Data Analysis Suggests Only Six Book Plots Exist

By Angela Chen on at

Everyone who secretly thought that all novels have the same plot can feel vindicated by new research supporting that suspicion. Sort of.

Researchers from the Computational Story Lab at the University of Vermont in Burlington used sentiment analysis—or analysis of emotion in a string of words—to map the plot of over 1,700 works of fiction. By looking at how the emotional tone of a story changes from moment to moment, the researchers could see the overall emotional arc of the stories.

They found that there were six main ones:

  • Fall-rise-fall, like Oedipus Rex
  • Rise and then a fall, like what happens to most villains
  • Fall and then a rise, like what happens to most superheroes
  • Steady fall, like in Romeo and Juliet
  • Steady rise, like in a rags-to-riches story
  • Rise-fall-rise, like in Cinderella

Within these general shapes, of course, there were many mini emotional arcs. The most popular stories follow the “fall-rise-fall” and “rise-fall” arcs, which might explain how superhero movies and Greek tragedies continue to be so endearing. The researchers even created a website where you can look at the exact graphs of the books they analysed.

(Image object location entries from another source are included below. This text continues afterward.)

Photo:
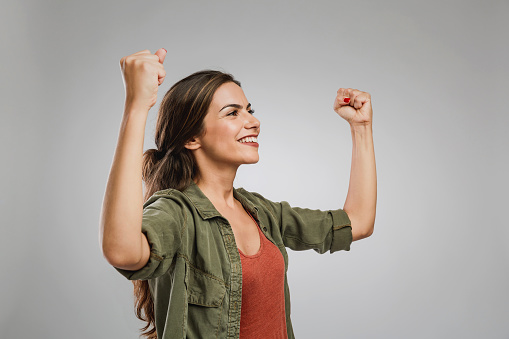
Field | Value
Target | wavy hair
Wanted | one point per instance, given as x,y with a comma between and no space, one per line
170,164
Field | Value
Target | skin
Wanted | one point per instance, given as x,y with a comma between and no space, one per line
218,154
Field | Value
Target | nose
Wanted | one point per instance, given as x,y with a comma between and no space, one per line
251,121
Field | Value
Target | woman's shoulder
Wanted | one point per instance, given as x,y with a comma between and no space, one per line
166,196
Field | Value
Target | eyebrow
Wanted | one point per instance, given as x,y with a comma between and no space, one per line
235,106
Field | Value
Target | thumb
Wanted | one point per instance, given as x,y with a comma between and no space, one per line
161,53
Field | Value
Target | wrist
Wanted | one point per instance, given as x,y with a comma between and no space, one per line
135,108
361,128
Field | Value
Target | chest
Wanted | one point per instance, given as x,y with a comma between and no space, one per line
245,230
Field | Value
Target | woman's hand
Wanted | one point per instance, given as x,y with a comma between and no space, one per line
357,107
143,72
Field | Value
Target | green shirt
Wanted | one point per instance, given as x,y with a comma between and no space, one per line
194,270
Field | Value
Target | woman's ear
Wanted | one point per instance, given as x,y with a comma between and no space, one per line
193,144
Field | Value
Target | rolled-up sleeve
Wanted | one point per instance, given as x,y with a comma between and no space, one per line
304,228
162,224
322,231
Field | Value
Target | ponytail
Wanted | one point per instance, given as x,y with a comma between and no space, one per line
171,165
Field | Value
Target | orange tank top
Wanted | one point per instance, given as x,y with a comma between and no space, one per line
263,300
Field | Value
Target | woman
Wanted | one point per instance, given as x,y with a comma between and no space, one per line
209,260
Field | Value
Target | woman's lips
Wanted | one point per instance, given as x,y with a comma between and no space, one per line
254,144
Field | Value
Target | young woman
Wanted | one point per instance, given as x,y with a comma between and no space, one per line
209,260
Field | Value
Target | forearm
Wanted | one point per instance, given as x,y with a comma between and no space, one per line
122,209
360,203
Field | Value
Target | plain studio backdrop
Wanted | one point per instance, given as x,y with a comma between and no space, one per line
437,263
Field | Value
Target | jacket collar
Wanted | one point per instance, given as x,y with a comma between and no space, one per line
205,207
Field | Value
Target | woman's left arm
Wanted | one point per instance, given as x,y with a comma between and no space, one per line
355,107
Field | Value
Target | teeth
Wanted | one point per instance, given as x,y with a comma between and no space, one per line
248,139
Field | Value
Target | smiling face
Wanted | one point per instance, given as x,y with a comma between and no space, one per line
228,122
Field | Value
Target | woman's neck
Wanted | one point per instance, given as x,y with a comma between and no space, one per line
217,187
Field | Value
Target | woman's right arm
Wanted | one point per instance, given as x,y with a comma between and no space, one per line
122,242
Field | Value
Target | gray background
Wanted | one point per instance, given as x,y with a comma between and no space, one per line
437,264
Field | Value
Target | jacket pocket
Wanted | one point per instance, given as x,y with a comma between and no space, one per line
205,296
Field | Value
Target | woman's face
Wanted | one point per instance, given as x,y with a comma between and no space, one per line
228,122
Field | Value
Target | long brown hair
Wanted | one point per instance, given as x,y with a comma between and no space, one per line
170,164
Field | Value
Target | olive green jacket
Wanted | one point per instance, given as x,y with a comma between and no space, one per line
194,270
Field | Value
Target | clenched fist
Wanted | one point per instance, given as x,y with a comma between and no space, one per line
354,106
142,73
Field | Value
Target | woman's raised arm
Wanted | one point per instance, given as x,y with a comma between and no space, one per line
360,204
122,242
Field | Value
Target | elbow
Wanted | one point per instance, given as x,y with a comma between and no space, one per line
361,232
119,257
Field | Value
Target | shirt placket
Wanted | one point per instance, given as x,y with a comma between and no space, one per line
234,310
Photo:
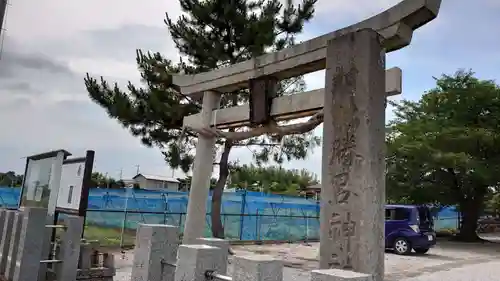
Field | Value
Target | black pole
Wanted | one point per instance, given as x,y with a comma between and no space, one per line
3,10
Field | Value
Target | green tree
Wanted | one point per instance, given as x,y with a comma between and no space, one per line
103,181
493,204
445,148
11,179
271,179
211,34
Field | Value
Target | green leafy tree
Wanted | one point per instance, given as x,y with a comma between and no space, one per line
493,204
211,34
445,148
272,179
11,179
103,181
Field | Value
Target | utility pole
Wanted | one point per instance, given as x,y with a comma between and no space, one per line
3,12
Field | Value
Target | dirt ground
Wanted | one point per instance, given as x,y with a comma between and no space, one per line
447,261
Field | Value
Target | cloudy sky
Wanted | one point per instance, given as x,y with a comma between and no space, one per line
51,44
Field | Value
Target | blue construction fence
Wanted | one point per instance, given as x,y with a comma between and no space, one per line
246,215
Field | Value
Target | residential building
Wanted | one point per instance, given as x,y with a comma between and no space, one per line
157,183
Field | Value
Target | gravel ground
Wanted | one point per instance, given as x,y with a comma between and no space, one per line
447,261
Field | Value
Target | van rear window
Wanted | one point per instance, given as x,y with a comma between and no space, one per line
397,214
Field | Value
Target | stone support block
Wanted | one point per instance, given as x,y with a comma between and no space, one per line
31,242
223,245
257,268
195,260
155,252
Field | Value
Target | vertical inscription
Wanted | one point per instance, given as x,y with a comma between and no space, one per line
342,159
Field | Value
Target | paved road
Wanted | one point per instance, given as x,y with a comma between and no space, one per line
448,261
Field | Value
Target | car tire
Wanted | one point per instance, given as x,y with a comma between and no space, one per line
421,250
401,246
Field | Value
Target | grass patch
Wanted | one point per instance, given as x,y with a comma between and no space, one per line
109,237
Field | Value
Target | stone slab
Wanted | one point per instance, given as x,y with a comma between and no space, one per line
283,108
194,225
31,244
70,248
339,275
6,239
223,245
257,268
155,252
14,245
353,163
195,260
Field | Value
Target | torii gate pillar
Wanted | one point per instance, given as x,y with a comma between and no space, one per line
202,171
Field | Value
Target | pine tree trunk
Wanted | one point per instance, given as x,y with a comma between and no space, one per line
217,227
470,209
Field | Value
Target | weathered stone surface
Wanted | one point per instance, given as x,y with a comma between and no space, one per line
257,268
31,243
155,252
6,239
195,260
285,107
70,248
223,245
14,245
339,275
194,226
353,164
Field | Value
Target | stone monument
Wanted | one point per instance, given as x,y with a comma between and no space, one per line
352,107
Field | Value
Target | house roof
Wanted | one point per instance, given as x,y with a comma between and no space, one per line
157,178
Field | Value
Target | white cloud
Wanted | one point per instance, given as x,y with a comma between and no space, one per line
51,44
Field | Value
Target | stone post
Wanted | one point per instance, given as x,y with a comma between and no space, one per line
155,252
69,251
257,268
223,245
14,244
353,164
339,275
6,235
194,261
202,171
31,243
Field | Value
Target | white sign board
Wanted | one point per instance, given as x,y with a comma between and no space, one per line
41,183
70,190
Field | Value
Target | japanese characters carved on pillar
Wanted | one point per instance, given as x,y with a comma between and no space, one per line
343,158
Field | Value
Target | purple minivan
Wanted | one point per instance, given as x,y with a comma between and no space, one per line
409,227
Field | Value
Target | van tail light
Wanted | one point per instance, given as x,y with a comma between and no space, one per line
415,228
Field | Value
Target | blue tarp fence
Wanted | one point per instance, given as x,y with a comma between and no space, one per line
246,215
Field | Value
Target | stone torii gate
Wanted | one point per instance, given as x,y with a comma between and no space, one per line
352,108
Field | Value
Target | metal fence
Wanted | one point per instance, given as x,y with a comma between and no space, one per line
114,214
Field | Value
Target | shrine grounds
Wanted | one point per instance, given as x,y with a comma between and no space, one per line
447,261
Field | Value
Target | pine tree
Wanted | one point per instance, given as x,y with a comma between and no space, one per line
211,34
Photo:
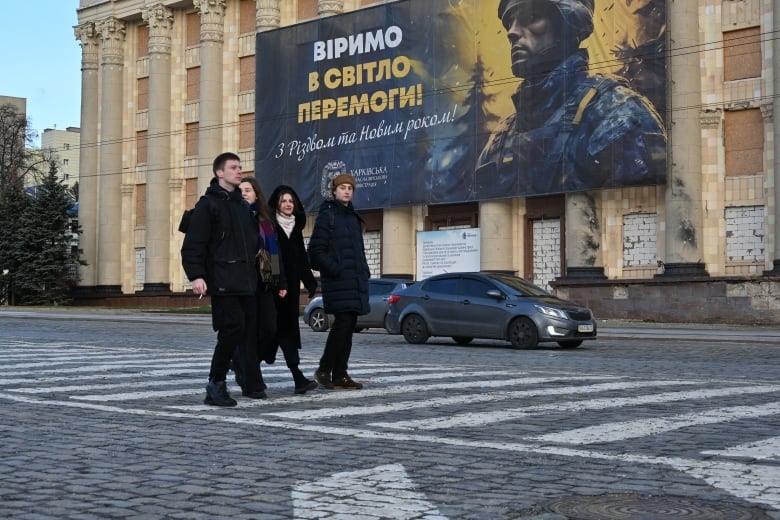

This work is hardly new, seeing how literary theorists have tried for centuries to figure out how many plots there really are. In 1849, the French critic Georges Polti declared that there were “36 dramatic situations.” In the 1910s, scholars like Vladimir Propp, a Russian folklorist, travelled widely and built careers diagramming the basic plots of fairy tales. Since then, folklorists have built this work into formal systems like the Aarne-Thompson classification system. And in 1995, Kurt Vonnegut gave a lecture where he drew “the shapes of stories” on a board and said he believed they could be “fed into computers.”

Of course, none of these people had the data-mining techniques that the Burlington researchers did, but their work should still be taken with a grain of salt as well. First, they only analysed 1,700 pieces of fiction, which is hardly representative of the state of literature. Secondly, these were all English-language stories that had been downloaded from Project Gutenberg at least 150 times, meaning that they were all in the public domain and not contemporary works. It’s likely that the results would be different if they’d expanded to non-English literature or more recent literature.

The arcs themselves are so broad as to be almost obvious, and it can be hard to distinguish which one to use. Sure, Romeo and Juliet can be seen as a steady downfall, but wasn’t there also a rise when they agree to be together? It’s interesting to have data backing up the work of so many scholars—so long as nobody takes this to mean they only ever need to read six books. [arXiv via MIT Technology Review]